All of this information is 11/780 specific; I havn't looked at the machine
check exception handlers for the 11/730 or 11/750. I suspect (though I
don't know for sure) that this information is valid for the 11/785 also.
Stack format:
@SP: 00000028 Number of bytes pushed onto the stack
008800F6 Machine check summary parameter
00010204 CPU error status
0000025B Trapped micro PC
800813E7 Virtual address at fault time
F4001D4B CPU "D" register
00000A01 Translation buffer status register 0
00000000 Translation buffer status register 1
00000000 Physical address causing SBI timeout
00001533 Cache parity error status
00004000 SBI error status
800054CE PC of instruction causing machine check
00C70000 PSL at fault time
These parameters are actually taken from our recent machine check.

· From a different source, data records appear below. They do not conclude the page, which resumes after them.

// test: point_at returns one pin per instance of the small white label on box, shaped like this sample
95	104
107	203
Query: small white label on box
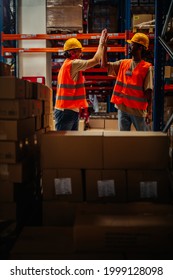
106	188
63	186
148	189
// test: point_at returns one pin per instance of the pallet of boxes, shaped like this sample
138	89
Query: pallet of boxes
22	121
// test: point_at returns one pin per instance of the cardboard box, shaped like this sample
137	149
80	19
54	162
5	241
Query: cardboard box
11	152
35	107
154	185
44	240
130	208
6	191
12	87
97	123
138	19
8	211
14	109
72	150
106	185
58	213
62	184
5	69
17	173
135	150
168	72
16	129
111	124
122	233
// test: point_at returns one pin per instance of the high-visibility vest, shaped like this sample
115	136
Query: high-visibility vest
128	89
70	94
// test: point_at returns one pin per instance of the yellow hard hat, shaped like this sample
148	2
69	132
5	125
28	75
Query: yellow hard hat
71	44
140	38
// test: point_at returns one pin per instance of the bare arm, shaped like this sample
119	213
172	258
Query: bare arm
99	53
104	57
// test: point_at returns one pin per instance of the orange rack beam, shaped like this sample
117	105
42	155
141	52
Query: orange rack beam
85	49
12	37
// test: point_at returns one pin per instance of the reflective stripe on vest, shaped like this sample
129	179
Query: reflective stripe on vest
128	89
70	94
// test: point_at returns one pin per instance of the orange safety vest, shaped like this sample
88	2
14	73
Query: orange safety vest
70	94
128	89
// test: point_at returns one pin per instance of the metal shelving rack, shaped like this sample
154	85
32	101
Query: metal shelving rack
163	10
162	13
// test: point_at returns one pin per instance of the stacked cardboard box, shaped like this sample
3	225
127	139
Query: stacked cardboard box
104	163
65	16
19	157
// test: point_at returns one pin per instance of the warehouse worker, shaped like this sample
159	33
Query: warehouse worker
71	94
132	93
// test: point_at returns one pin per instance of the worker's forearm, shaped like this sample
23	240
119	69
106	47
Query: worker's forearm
104	57
99	53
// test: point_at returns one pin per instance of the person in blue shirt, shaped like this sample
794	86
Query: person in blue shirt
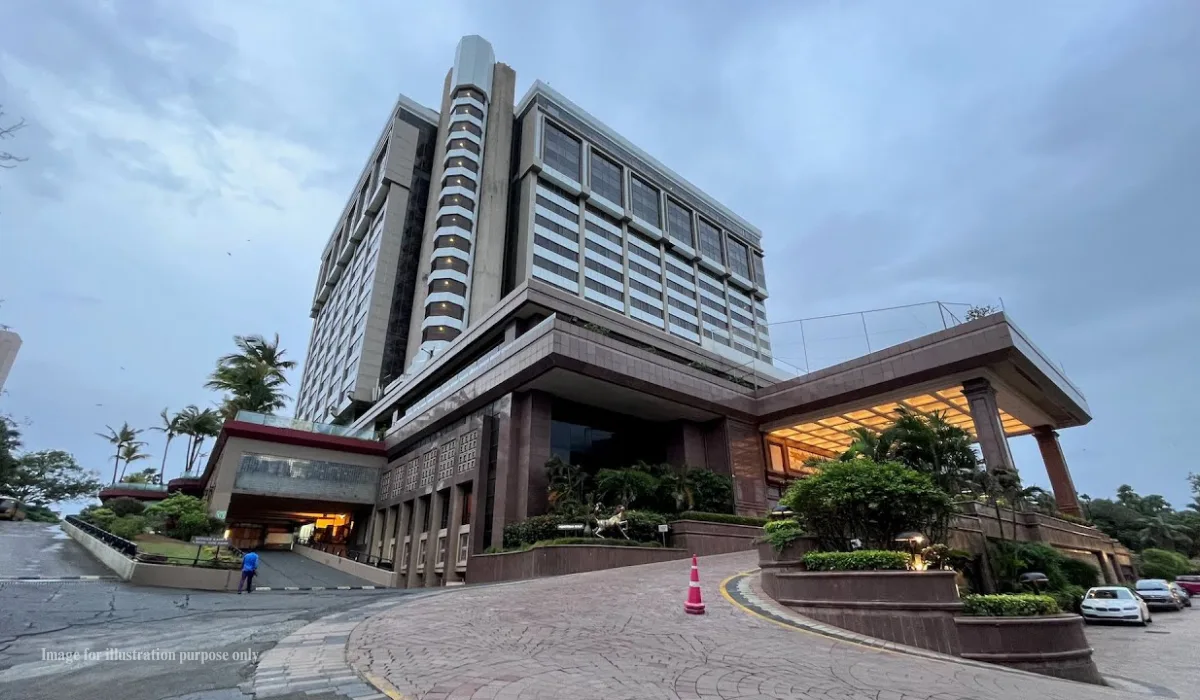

We're most interested in the machine check summary paramter, the second
longword on the stack. As far as I can tell, only the low order two bytes
are significant. The low order byte contains the fault type in the low
order 4 bits; The high order 4 bits seem to be 1111 always. The next byte
contains the 'timeout pending flag', whatever that is.
The fault type codes are:
0 - CPU timeout/SBI error confirmation
1 - Control store parity error
2 - Translation buffer parity error
3 - Cache parity error
4 - Not used
5 - Read data substitute error
6 - 'Microcode can't get here' error
7 - Not used
8 - Not used
9 - Not used
A - IB detected translation buffer parity error
B - Not used
C - IB detected memory error
D - IB detected CPU timeout or SBI error confirmation
E - Not used
F - IB detected cache problem
As you can see, we just had a 'microcode can't get here' error, which gives
me one of those "warm fuzzy" feelings.
Anyway, the next time you get a machine check I hope this info is of some
use.
gknKVC%CIT-VAX@%SRI-KL.ARPA,%SRI-CSL:engvax.UUCP (10/23/84)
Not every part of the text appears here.